# Altavoces coches



## josefrenpa (Ago 26, 2012)

En primer lugar presentarme, pues es la primera vez que entro en este foro, ruego vuestra comprensión pues se poco. Soy de Huelva (España).

Tengo un coche nuevo con una radio cd y veo que de fabrica no vienen los Tweeters, tiene el sitio vacío. ¿Puedo ponerle unos y como se montarían? ¿Se pueden unir con un cable con los que tengo en las puertas delanteras?  ¿Al ser una radio-cd normal sin amplificador, solo el propia de la radio, los movería bien?
Gracias de antemano.


----------



## solaris8 (Ago 26, 2012)

mira si el coche es nuevo yo pensaria que ya tiene tweeters,







fijate en la puerta si son semejantes a esos, ya tienen, y si se pueden conectar ,no te sacan volumen ni potencia, considerable.el capacitor puede estar entre 2.2 a 4.7 micros, no polarizado.

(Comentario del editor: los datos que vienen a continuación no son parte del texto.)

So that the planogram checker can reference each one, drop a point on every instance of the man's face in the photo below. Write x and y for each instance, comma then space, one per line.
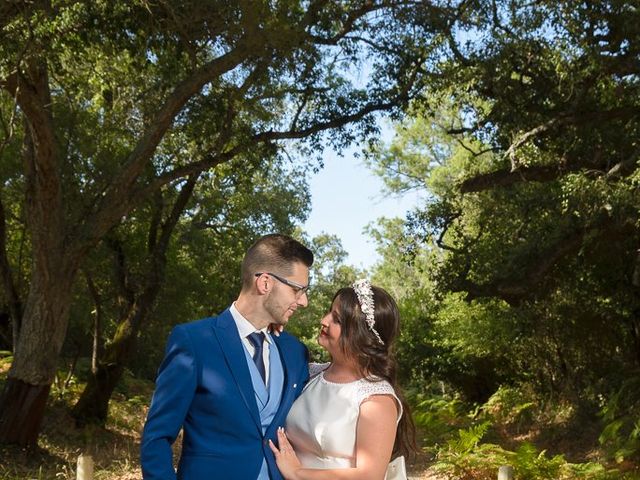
285, 299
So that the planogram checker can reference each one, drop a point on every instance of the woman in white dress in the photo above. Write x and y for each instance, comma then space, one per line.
351, 417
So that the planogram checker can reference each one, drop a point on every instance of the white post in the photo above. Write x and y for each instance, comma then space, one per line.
505, 472
85, 468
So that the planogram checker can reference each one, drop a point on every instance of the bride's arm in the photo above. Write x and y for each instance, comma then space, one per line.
375, 436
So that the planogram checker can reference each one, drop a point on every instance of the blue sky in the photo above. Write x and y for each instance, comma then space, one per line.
346, 197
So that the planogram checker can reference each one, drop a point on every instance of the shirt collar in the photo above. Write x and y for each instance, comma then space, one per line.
245, 327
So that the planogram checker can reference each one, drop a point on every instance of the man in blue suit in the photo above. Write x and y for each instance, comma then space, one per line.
227, 381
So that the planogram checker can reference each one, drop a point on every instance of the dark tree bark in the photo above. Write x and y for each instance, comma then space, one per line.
61, 238
93, 404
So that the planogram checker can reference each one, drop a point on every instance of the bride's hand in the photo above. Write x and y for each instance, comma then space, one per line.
286, 458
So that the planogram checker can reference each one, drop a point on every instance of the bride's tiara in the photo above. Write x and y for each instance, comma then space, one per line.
364, 293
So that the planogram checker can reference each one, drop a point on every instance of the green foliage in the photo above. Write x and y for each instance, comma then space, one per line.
461, 452
621, 415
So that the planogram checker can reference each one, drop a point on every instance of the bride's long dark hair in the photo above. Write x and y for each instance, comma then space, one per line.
373, 358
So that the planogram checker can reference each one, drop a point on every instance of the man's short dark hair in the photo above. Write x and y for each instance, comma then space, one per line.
275, 253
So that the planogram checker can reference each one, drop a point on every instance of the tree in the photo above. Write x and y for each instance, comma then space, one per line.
240, 203
527, 145
102, 90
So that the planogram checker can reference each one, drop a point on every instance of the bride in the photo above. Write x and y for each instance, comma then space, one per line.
351, 418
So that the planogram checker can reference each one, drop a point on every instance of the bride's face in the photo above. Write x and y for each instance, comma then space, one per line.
330, 331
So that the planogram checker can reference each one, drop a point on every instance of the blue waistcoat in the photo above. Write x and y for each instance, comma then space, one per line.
267, 399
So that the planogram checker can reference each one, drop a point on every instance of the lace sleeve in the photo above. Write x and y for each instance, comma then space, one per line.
316, 368
368, 388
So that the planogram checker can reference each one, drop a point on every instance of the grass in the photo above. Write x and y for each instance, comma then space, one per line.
114, 447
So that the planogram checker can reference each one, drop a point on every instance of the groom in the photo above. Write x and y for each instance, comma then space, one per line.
229, 383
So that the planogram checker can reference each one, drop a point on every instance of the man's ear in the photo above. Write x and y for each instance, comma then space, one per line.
263, 285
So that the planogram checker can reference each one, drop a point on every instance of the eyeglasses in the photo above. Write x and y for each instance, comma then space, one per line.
297, 288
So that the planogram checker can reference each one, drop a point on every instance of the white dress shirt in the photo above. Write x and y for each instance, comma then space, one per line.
245, 328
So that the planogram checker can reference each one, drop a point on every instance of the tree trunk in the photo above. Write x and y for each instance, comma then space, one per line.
93, 404
21, 411
34, 364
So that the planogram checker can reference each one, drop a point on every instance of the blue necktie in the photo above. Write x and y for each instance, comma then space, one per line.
257, 339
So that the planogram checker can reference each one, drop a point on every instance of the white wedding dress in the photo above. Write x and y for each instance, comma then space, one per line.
322, 422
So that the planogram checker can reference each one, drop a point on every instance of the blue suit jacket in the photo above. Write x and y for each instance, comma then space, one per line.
204, 386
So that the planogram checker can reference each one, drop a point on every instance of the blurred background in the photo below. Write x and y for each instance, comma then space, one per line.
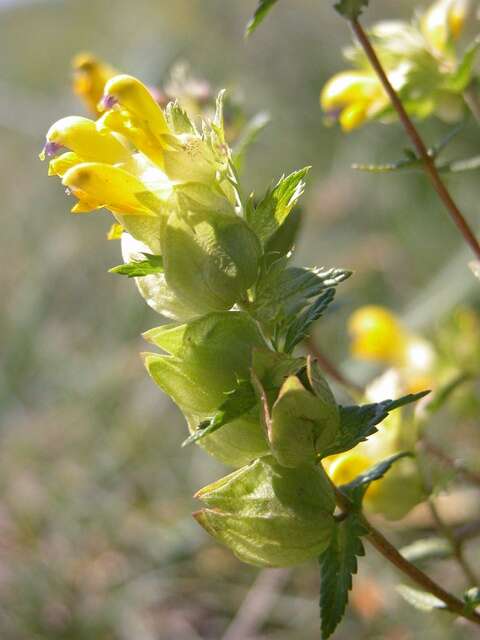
96, 537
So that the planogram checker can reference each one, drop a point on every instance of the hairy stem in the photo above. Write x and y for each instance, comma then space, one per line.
427, 160
456, 545
390, 553
331, 369
470, 95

cualquier cosa adjunta que modelo ,marca y año es el auto


----------



## josefrenpa (Ago 27, 2012)

Gracias por la rápida respuesta.

Los altavoces son normales, no como en la fotografia.
El coche es el BMW x1  básico del 2012, tiene dos altavoces en las puertas delanteras, pero tiene en una esquina de las puertas junto a la terminación del cristal, dos huecos vacios para los twitter, que bmw utiliza si pides radio profesional con hifi.
Yo solo quería saber, que si los pongo, mejoraría algo los agudos y siempre un altavoz mas mejoraría algo el sonido, sobre todo como dices bien, los de las puertas no son de dos o tres vias, pero yo los veo simples.
Un saludo.


----------



## solaris8 (Ago 27, 2012)

que tal amigo, yo diria que si puedes cambies los parlantes de las puertas, por triaxiales, con eso mejorarías bastante el sonido sino, coaxiales y tweeters o solo los tweeters si quieres sentir los agudos, mas cerca. 
el circuito del tweeter es el de arriba, el capacitor puede ser de poliester de 2.2 o 4.7 micros por 200 o 400 volts, no es critico los micros, prueba y el que mejor suene ahi mismo  
 o dos electroliticos como estan en la figura






*aqui en la figura de arriba donde dice parlante debe decir tweeter*

un abrazo y aqui estamos


----------



## zombiesss (Ago 27, 2012)

Si compras unos tweeter especificos para car audio, ya vienen con su filtro incorporado, por lo tanto, solo tienes que conectarlos en paralelo a los que ya trae el vehiculo. Los montas en el sitio donde hay hueco, y mejorara el sonido del coche bastante. Yo lo hice asi, en mi anterior vehiculo, un KIA picanto y cambio el sonido mucho.


----------



## josefrenpa (Ago 29, 2012)

Muchas gracias, así lo haré, creo que es lo mejor. Mil gracias de nuevo


----------